Quem é o Presidente do MPLA, da República e Titular do Poder Executivo, para nos vir dar lições do que é um “jornalismo mais sério, baseado no patriotismo, na ética e na deontológica profissional”?

Mas afinal, para além dos leitores, ouvintes e telespectadores, bem como dos eventuais órgãos da classe, quem é que define o que é “jornalismo sério”, quem é que avalia o “patriotismo” dos jornalistas, ou a sua ética e deontologia? Ou, com outros protagonistas e roupagens diferentes, estamos a voltar (se é que já de lá saímos) ao tempo em que patriotismo, ética e deontologia eram sinónimos exclusivos de MPLA?

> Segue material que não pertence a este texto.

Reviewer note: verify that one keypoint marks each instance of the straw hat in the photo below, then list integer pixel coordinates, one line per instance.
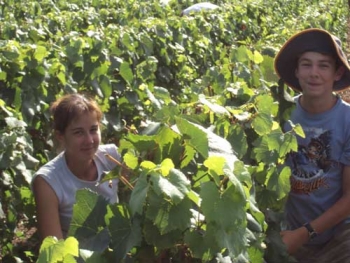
(313, 39)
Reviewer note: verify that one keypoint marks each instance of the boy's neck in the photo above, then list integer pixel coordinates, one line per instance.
(317, 105)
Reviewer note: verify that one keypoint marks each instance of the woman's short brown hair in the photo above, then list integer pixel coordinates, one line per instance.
(70, 106)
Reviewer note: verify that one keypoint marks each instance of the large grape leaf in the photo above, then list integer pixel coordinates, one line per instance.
(225, 208)
(175, 186)
(53, 250)
(87, 223)
(125, 230)
(153, 236)
(167, 216)
(194, 136)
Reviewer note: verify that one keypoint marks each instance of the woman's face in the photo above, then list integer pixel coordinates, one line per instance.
(81, 138)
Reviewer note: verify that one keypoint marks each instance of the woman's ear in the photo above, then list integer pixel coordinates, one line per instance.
(339, 73)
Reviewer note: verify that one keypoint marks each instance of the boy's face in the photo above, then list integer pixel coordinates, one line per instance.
(317, 73)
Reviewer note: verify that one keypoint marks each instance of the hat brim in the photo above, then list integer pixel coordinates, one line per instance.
(309, 39)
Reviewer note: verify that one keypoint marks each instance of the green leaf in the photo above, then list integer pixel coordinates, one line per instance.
(85, 225)
(176, 186)
(126, 72)
(154, 237)
(226, 209)
(194, 136)
(166, 165)
(125, 230)
(138, 194)
(130, 160)
(53, 250)
(262, 123)
(166, 216)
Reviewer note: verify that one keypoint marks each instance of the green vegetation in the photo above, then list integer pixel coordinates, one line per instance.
(178, 93)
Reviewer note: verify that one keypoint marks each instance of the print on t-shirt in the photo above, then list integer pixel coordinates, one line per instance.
(311, 162)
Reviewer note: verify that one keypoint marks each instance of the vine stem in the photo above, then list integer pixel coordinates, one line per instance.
(122, 178)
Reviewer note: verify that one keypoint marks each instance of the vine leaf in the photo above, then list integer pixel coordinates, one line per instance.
(125, 230)
(85, 225)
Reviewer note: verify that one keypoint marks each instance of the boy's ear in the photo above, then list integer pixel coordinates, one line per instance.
(339, 73)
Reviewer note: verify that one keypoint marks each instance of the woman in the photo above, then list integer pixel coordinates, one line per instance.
(81, 164)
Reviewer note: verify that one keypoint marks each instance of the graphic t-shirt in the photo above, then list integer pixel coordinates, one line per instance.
(316, 179)
(65, 184)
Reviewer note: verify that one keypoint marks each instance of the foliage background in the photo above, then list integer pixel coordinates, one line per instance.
(146, 64)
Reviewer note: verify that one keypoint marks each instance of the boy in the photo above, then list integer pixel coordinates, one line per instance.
(318, 207)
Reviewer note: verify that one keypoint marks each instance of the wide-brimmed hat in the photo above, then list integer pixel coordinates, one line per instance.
(312, 39)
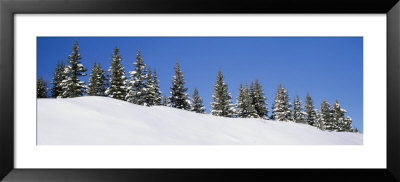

Então vamos qualificar os jornalistas para que eles, atente-se, “estejam aptos para corresponder às expectativas do Governo”? Ou seja, serão formatados para serem não jornalistas mas meros propagandistas ao serviço do Governo, não defraudando as encomendas e as “ordens superiores” que devem veicular.

Relembre-se que o Presidente da República, João Lourenço, no seu primeiro discurso de tomada de posse, orientou para que se prestasse uma atenção especial à Comunicação Social e aos jornalistas, para que, no decurso da sua actividade, pautem a sua actividade pela ética, deontologia, verdade e patriotismo.

Sejam implementadas as teses do actual MPLA, que ao fim e ao cabo pouco diferem das do anterior MPLA, a não ser na embalagem, e os servidores públicos podem estar descansados que não haverá lugar a críticas da Comunicação Social.